As it turned out, we didn't need them, although I won't go into detail because I despise people who go around telling other people about their scores on the SATs. In terms of school work, I was driven from childhood. I took an A- as a personal insult. My parents would take my books away when it got too late. I can't tell you how often they would say to me, just do your best, you don't have to be perfect all the time. What's in your nature is in your nature, though. I can still obsess about making the perfect meal or having the perfect roses in my garden.
As for these clinics for children that now exist, particularly in urban areas with significant numbers of East and South Asian immigrants, I'm totally opposed to them. There was a book published recently here in the U.S. called "The Tiger Mom", written by an East Asian mother highlighting the regimen under which her children lived. We have some right in my neighborhood...hours of homework, hours of after school and week end clinics, the only time not spent on academics or drilling spent on drilling on a musical instrument...no sports, no clubs, virtually no social life, no tv, no time to just dream, for God's sake. I think it's a form of child abuse. If it doesn't drive them to suicide or quiet madness, it produces, in my opinion, people with no social skills and no ability to be creative or think outside the box. Plus, it doesn't foster any leadership qualities whatsoever. As my parents understood ahead of their time, there has to be a balance.

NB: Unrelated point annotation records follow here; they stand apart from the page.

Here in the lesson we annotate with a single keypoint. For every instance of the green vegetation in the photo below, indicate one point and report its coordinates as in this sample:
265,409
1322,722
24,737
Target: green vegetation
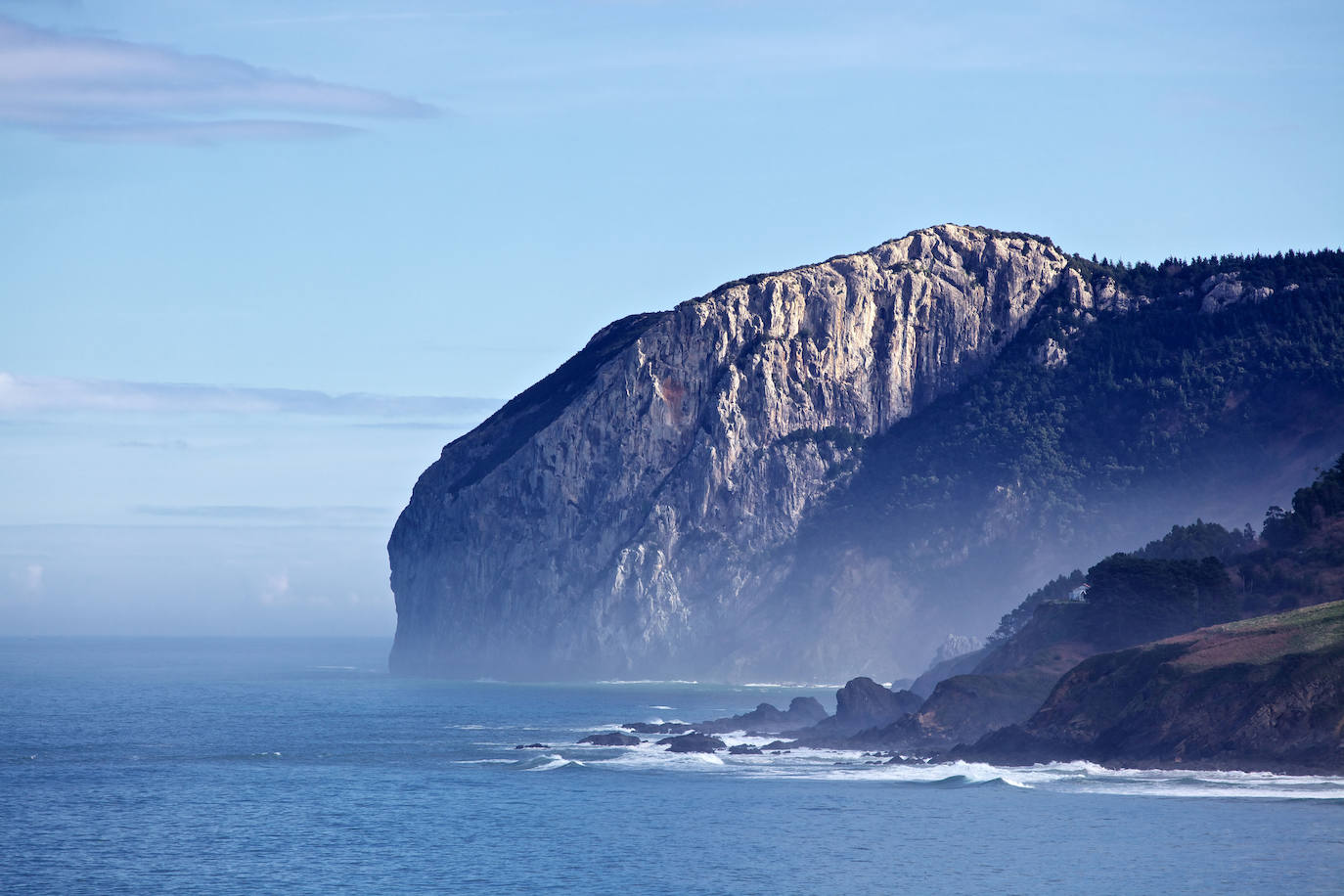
1164,394
1199,575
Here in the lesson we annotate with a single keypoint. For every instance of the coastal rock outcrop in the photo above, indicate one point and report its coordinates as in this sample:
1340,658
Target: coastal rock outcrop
802,712
816,473
1260,694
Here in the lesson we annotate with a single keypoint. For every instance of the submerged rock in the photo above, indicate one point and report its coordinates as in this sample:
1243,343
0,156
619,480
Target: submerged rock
610,739
694,743
802,712
1260,694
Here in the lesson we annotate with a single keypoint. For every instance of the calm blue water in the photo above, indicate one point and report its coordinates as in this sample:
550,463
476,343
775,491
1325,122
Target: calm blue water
300,766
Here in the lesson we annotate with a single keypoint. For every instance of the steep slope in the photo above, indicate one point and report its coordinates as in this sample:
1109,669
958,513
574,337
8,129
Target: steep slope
1260,694
603,521
818,473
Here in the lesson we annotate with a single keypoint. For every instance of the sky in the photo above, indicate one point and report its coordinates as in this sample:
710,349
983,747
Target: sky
259,261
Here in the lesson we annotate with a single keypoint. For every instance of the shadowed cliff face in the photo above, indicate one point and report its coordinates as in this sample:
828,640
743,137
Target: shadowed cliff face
820,473
613,518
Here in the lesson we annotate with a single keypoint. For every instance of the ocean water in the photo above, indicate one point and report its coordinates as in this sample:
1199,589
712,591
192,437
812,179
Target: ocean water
241,766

If your child needs some extra help with one subject or another, help them yourself or pay for the occasional tutor, but this? Absolutely not. They need to socialize, they need to play sports for health reasons, for mental health, and for learning team work. The most important thing, however, in my opinion, is that you do everything you can to help your children develop into kind, honest, hard working, well-adjusted people with a capacity to love and be loved, and who are making the most of what my teachers used to call their God given gifts, whatever they may be, and to whatever level they have them.